The given linear equations are 

$$\begin{gathered} x+\frac{y}{3}=-1 \\ \frac{x}{3}+\frac{y}{2}=1 \end{gathered}$$

To calculate the value of $y$, we have to eliminate the $x\text{'}s$ term. For which we will do the following changes in the equation, so that $x\text{'}s$ term can be easily eliminated.

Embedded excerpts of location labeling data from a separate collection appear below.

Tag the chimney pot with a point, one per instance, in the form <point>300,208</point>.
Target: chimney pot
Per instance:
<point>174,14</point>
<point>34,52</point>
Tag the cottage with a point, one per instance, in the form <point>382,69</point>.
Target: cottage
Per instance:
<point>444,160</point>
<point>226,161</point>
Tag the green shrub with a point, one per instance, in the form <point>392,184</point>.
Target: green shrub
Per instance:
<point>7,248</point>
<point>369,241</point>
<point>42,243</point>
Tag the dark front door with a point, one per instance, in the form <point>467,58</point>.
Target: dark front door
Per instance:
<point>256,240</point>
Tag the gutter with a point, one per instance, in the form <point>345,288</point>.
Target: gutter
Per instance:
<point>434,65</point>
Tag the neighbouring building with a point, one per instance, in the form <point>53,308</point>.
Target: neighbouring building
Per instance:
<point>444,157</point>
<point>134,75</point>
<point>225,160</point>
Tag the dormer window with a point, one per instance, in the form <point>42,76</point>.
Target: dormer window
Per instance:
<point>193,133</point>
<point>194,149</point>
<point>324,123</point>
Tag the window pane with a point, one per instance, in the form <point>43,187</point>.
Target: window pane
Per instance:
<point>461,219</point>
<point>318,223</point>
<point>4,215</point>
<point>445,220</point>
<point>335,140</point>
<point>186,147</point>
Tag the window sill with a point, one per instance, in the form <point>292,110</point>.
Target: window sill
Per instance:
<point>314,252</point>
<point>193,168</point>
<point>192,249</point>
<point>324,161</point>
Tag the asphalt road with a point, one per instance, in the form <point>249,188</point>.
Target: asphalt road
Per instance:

1) Multiply the second equation by -3

$$\begin{gathered} -3(\frac{x}{3}+\frac{y}{2}=1) \\ -x-\frac{3}{2}y=-3 \end{gathered}$$

2) now, the equations are 

$$\begin{gathered} x+\frac{y}{3}=-1 \\ -x-\frac{3}{2}y=-3 \end{gathered}$$

just add the above $2$ equations.

$x+\frac{y}{3}=-1-x-\frac{3}{2}y=-3-\frac{7}{6}y=-4$

        $$\begin{gathered} \frac{7}{6}y=4 \\ y=\frac{24}{7} \end{gathered}$$

As we have the value of $y$ now, we can use this value to calculate the value of $x$

We will put the value of $y$ in any equation and then calculate the value of $x$.

Let us take the equation

$x+\frac{y}{3}=-1$

put $y=\frac{24}{7}$

$$\begin{gathered} x+\frac{24}{21}=-1 \\ x+\frac{8}{7}=-1 \\ x=-1-\frac{8}{7} \\ x=-\frac{15}{7} \end{gathered}$$

The solution of the above linear equation is $\left(\frac{-15}{7},\frac{24}{7}\right)$

Checking the solution by putting the value of $x,y$ in the equation, we get

$$\begin{gathered} \begin{array}{l}x+\frac{1}{3}y=-1\\ -\frac{15}{7}+\frac{1}{3}\left(\frac{24}{7}\right)=-1\\ -\frac{15}{7}+\frac{8}{7}=-1\\ \frac{-15+8}{7}=-1\end{array} \\ \frac{-7}{7}=-1 \\ -1=-1 \\ \begin{array}{l}\frac{1}{3}x+\frac{1}{2}y=1\\ \frac{1}{3}\left(\frac{-15}{7}\right)+\frac{1}{2}\left(\frac{24}{7}\right)=1\\ -\frac{5}{7}+\frac{12}{7}=1\\ \frac{-5+12}{7}=1\end{array} \\ \frac{7}{7}=1 \\ 1=1 \end{gathered}$$

This is true, hence the solution is correct.